Mathematical relationships linking flow stress to the deformation temperature have been developed describing the strain hardening behaviour of AISI 301LN metastable austenite steel at temperatures up to 75 °C. Sigmoidal flow stress relationships were dominant at most temperatures but reduced to Hollomon-type equations at a temperature of 90 °C and above. The observed sigmoidal behaviour was shown to be driven by pronounced strain-induced martensitic transformation, while the change to a Hollomon – type behaviour at the higher temperatures is believed to be due to absence of significant amounts of strain-induced martensite at the higher temperatures. With increasing deformation temperature, the deformation mechanism is shown to be a mixture of Transformation Induced Plasticity (TRIP) and Twinning Induced Plasticity (TWIP), with the latter mechanism being dominant at high temperatures as indicated by Stacking Fault Energy (SFE) calculations carried out as a function of temperature.

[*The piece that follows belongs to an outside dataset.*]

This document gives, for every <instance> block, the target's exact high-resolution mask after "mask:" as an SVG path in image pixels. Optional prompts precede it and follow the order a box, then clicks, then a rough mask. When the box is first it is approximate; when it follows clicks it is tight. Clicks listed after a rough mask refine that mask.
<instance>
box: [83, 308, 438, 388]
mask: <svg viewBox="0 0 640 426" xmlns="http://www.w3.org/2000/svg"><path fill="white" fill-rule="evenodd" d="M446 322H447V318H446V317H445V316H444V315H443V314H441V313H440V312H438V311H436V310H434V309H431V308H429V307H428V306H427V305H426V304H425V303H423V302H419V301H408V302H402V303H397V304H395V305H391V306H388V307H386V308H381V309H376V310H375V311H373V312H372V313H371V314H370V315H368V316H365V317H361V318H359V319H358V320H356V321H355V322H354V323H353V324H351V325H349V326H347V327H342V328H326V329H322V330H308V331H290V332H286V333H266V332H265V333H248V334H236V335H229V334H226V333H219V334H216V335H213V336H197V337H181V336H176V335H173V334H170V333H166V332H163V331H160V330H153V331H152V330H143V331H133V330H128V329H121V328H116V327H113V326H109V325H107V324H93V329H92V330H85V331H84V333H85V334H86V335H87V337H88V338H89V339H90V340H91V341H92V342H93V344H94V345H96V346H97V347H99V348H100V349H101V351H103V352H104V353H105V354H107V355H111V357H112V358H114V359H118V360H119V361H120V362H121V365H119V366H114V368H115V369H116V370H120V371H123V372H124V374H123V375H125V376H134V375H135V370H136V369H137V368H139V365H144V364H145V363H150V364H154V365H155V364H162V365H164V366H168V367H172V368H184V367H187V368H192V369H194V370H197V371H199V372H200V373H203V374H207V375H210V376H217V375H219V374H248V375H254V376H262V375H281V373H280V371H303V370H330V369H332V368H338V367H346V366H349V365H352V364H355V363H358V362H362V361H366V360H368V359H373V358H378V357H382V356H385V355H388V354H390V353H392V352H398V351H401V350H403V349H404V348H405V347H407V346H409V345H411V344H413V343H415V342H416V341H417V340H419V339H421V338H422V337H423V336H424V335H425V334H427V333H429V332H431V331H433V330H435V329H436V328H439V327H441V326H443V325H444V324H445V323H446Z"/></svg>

The variation of the instantaneous strain-hardening exponent, n_i as a function of applied strain and the influence on the strength coefficient, K, as a function of temperature have been studied for the full temperature range and interpreted.

已经建立了将流动应力与变形温度联系起来的数学关系，该关系描述了AISI 301LN亚稳奥氏体钢在最高75°C的温度下的应变硬化行为。在大多数温度下，S型流应力关系占主导地位，但在90°C和更高的温度下，简化为Hollomon型方程。观察到的S形行为是由明显的应变诱发的马氏体相变驱动的，而在较高温度下转变为霍洛蒙型的行为被认为是由于在较高温度下不存在大量的应变诱发的马氏体。随着变形温度的升高，变形机制显示为相变诱导可塑性（TRIP）和孪生诱导可塑性（TWIP）的混合物，后一种机制在高温下占主导地位，如堆垛层错能量（SFE）计算所示，该机制是温度的函数。瞬时应变硬化指数n的变化在整个温度范围内研究了_i作为外加应变的函数以及对强度系数K随温度的影响的函数，并对其进行了解释。